Amy Westervelt
Amy never intended to become a climate journalist (especially since it wasn’t a job she’d ever heard of, or that anyone had when she first started). She stumbled into the position by accident: one of her many freelance writing jobs involved doing case studies for Shell, in which she was asked to deliberately cover up the negative effects of drilling. Instead of writing the study, she pitched a story to magazines on the manipulated findings.
When an environmental magazine picked it up, that was that. Amy has since become one of the most prominent climate journalists in the country, with articles and podcasts that reach millions.
But what had seemed so simple as a young freelancer—do the right thing—grew more complicated when she got married and had kids. How could she prepare her children for a world that might be unlivable? When she turned down an article to care for her kids, was she a bad person for not devoting all her energy to the climate fight? Or a bad mother for even wondering if something else was more important than her kids?
Then Amy’s father took his own life, and she really lost her bearings.
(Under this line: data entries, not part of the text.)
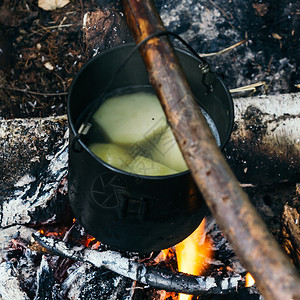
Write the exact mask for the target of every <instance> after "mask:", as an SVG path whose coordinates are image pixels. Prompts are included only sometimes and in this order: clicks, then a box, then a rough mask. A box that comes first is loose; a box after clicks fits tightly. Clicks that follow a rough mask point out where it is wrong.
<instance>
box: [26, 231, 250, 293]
mask: <svg viewBox="0 0 300 300" xmlns="http://www.w3.org/2000/svg"><path fill="white" fill-rule="evenodd" d="M32 237H33V239H34V240H35V241H36V242H37V243H39V244H40V245H41V246H42V247H44V248H45V249H46V250H48V251H50V252H52V253H53V254H55V255H59V256H62V257H67V258H70V259H73V260H78V261H82V262H87V263H91V264H93V265H94V266H95V267H98V268H100V267H104V268H107V269H109V270H111V271H113V272H115V273H117V274H119V275H122V276H125V277H127V278H130V279H132V280H136V281H139V282H141V283H143V284H147V285H149V286H151V287H153V288H156V289H164V290H167V291H172V292H183V293H187V294H192V295H201V294H206V295H208V294H228V293H232V292H233V291H235V290H236V289H238V288H240V287H244V278H242V276H241V275H239V274H237V275H234V276H232V277H227V278H223V279H220V278H218V279H216V278H214V277H209V276H207V277H206V276H194V275H189V274H185V273H181V272H173V271H172V270H171V269H167V268H159V267H153V266H147V265H144V264H141V263H139V262H137V261H136V260H135V259H133V258H127V257H125V256H124V255H122V254H121V253H119V252H117V251H111V250H106V251H98V250H92V249H89V248H83V247H69V246H68V245H67V244H66V243H64V242H63V241H60V240H54V239H52V238H50V237H47V236H44V235H42V234H41V233H40V232H36V233H33V234H32Z"/></svg>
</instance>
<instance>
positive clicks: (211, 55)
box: [199, 39, 247, 57]
mask: <svg viewBox="0 0 300 300" xmlns="http://www.w3.org/2000/svg"><path fill="white" fill-rule="evenodd" d="M246 41H247V39H244V40H242V41H240V42H238V43H236V44H234V45H232V46H230V47H228V48H225V49H223V50H221V51H218V52H213V53H199V55H200V56H201V57H208V56H214V55H220V54H224V53H226V52H229V51H231V50H232V49H234V48H236V47H238V46H240V45H242V44H243V43H245V42H246Z"/></svg>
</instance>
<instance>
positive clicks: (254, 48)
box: [0, 0, 300, 119]
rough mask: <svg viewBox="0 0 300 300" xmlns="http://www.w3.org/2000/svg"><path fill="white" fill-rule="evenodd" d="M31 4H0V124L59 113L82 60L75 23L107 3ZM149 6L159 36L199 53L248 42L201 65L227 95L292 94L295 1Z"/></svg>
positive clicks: (183, 3)
mask: <svg viewBox="0 0 300 300" xmlns="http://www.w3.org/2000/svg"><path fill="white" fill-rule="evenodd" d="M37 2H38V1H36V0H20V1H16V0H14V1H9V0H0V110H1V116H0V117H1V118H5V119H9V118H24V117H46V116H50V115H52V116H53V115H62V114H65V113H66V103H67V93H68V90H69V87H70V84H71V82H72V80H73V78H74V76H75V75H76V74H77V72H78V71H79V70H80V68H81V67H82V65H83V64H84V63H85V62H86V61H87V60H88V59H89V57H88V56H87V54H86V53H87V52H86V51H85V45H84V43H83V33H82V18H83V15H84V14H85V13H86V12H87V11H93V10H97V9H105V8H106V7H108V6H110V5H112V4H111V3H110V2H115V1H104V0H102V1H96V0H86V1H83V0H71V2H70V3H69V4H68V5H66V6H65V7H63V8H60V9H56V10H52V11H44V10H42V9H41V8H39V7H38V3H37ZM186 3H188V4H186ZM113 5H118V4H116V3H114V4H113ZM156 5H157V7H158V9H159V11H160V13H161V16H162V18H163V20H164V22H165V24H166V26H167V28H168V29H169V30H173V31H174V32H176V33H179V34H181V35H182V36H183V37H184V38H185V39H186V40H187V41H189V42H190V43H191V45H192V46H193V47H194V48H195V49H196V50H197V51H198V52H200V53H207V52H216V51H219V50H221V49H223V48H226V47H228V46H231V45H233V44H235V43H236V42H238V41H241V40H243V39H244V38H247V39H248V40H247V42H246V43H244V44H243V45H242V46H239V47H237V48H236V49H234V50H233V51H231V53H230V54H227V55H220V56H216V57H214V58H209V61H210V62H211V63H212V65H213V67H214V68H215V70H216V71H217V72H219V73H221V74H222V75H223V76H224V80H225V82H226V83H227V85H228V86H229V88H235V87H239V86H243V85H246V84H249V83H255V82H257V81H265V82H266V84H265V85H264V86H263V87H262V88H261V89H259V90H258V91H257V92H256V93H289V92H295V91H298V90H299V83H300V77H299V58H298V57H299V52H300V46H299V14H300V4H299V2H298V1H286V0H282V1H279V0H275V1H269V0H263V1H251V0H247V1H237V0H229V1H227V0H226V1H225V0H216V1H213V0H209V1H185V0H181V1H179V0H174V1H171V0H164V1H163V0H157V1H156ZM209 16H212V17H211V19H209V18H208V19H207V17H209ZM205 18H206V19H205ZM210 21H212V22H213V26H214V27H213V28H212V27H211V26H212V24H210ZM213 31H215V33H213ZM211 33H213V34H211Z"/></svg>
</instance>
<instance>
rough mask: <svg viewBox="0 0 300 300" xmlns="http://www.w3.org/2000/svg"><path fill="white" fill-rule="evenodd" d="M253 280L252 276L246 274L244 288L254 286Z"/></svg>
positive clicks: (253, 278) (248, 274)
mask: <svg viewBox="0 0 300 300" xmlns="http://www.w3.org/2000/svg"><path fill="white" fill-rule="evenodd" d="M254 283H255V280H254V278H253V277H252V275H251V274H250V273H249V272H248V273H247V274H246V276H245V287H251V286H252V285H254Z"/></svg>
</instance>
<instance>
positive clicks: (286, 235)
mask: <svg viewBox="0 0 300 300" xmlns="http://www.w3.org/2000/svg"><path fill="white" fill-rule="evenodd" d="M282 220H283V226H282V238H283V243H282V246H283V247H284V249H285V251H286V252H287V253H288V255H289V257H290V258H291V260H292V261H293V262H294V264H295V266H297V268H298V269H299V270H300V225H299V224H300V214H299V212H298V211H297V210H296V209H295V208H293V207H291V206H290V205H288V204H286V205H285V206H284V211H283V214H282Z"/></svg>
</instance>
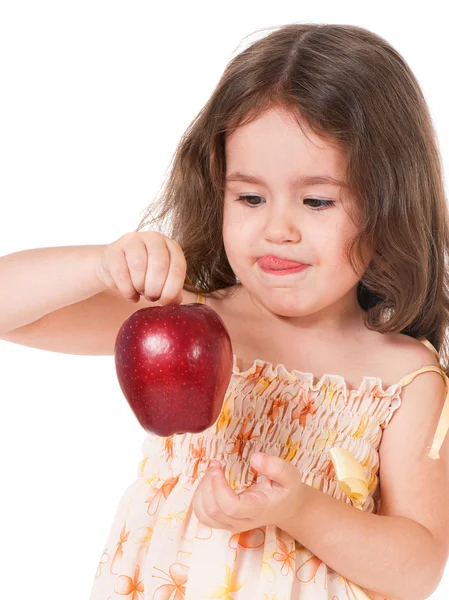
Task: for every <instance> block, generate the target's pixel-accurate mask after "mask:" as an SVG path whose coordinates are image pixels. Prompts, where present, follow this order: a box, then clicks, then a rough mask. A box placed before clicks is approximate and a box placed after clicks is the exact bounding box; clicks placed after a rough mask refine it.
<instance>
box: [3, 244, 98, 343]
mask: <svg viewBox="0 0 449 600" xmlns="http://www.w3.org/2000/svg"><path fill="white" fill-rule="evenodd" d="M103 248H104V246H103V245H98V246H61V247H54V248H36V249H32V250H22V251H20V252H14V253H13V254H7V255H6V256H1V257H0V286H1V290H2V293H1V295H0V333H6V332H9V331H12V330H13V329H17V328H19V327H23V326H24V325H27V324H29V323H32V322H34V321H37V320H38V319H40V318H41V317H43V316H44V315H47V314H48V313H51V312H53V311H56V310H58V309H60V308H63V307H65V306H68V305H70V304H73V303H75V302H80V301H81V300H85V299H86V298H90V297H91V296H94V295H95V294H98V293H100V292H102V291H103V290H106V289H107V288H106V286H105V285H104V284H102V283H101V281H100V280H99V279H98V277H97V265H98V263H99V261H100V256H101V253H102V251H103Z"/></svg>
Her father had been crushed by the social pressure to be the unbreakable provider, the one who never cracks or shows vulnerability. He was of a generation of men who didn’t think they were allowed to ask for help. The cruelty and destruction in the world were overwhelming—yet they were all expected to “just deal with it.”
Soon after, Amy was sent to cover yet another wildfire. A dazed mother asked her if she had any spare diapers for her two-year-old, who had just barely been snatched from a burning house, and Amy’s heart broke.
She didn’t want to treat the woman like a source—she just wanted to give her some damn diapers. She wanted her reporting to do more than provide facts. She wanted to reflect the very real pain she and others were feeling. The next time a middle-aged man shushed her for getting “too emotional” in a discussion on climate disasters, Amy snapped back, “Why the hell else should we get emotional?” She was done with being the strong, silent type—people were going to know how she, and so many others, felt.